The penalty for unpaid fines should not be death.
And death should not be the penalty for any offence, in any jail, anywhere in Australia.
This week, the Law Council of Australia launched The Justice Project. I welcome the Law Council of Australia’s comprehensive national investigation into Australia's access to justice crisis.
Speaking to the West Australian today, Attorney-General John Quigley announced new approaches are under consideration which aim to tackle Western Australia’s death in custody crisis:
- A 24-hour on-call legal service for Indigenous people in custody
- Changes to sentencing aimed at reducing the number of people jailed for fine defaulting
Attorney-General John Quigley also said the State had received another offer from Canberra to fund a custody notification service, which would require the police to call the hotline whenever an Aboriginal person was arrested.

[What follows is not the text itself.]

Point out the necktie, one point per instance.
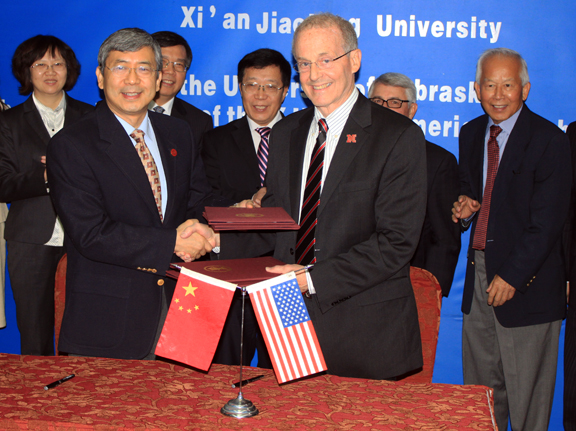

These are steps in the right direction. But we have a long way to go in addressing WA’s incarceration crisis and in ensuring we do not see another preventable death in custody.
Ms Dhu’s death came 25 years after the Royal Commission into Aboriginal Deaths in Custody. The story of Ms Dhu tells us that the 339 recommendations of the Royal Commission have not been implemented in Western Australia. We cannot ignore the profound lack of duty of care in Western Australia’s justice system.
The Turnbull Government should commit to introducing national justice targets under the Closing the Gap framework.
Ms Dhu’s family are still seeking the justice they have been denied.
Nothing can undo the injustice and pain Ms Dhu and her family have suffered – but Ms Dhu’s life will count.
My thoughts are with her family today.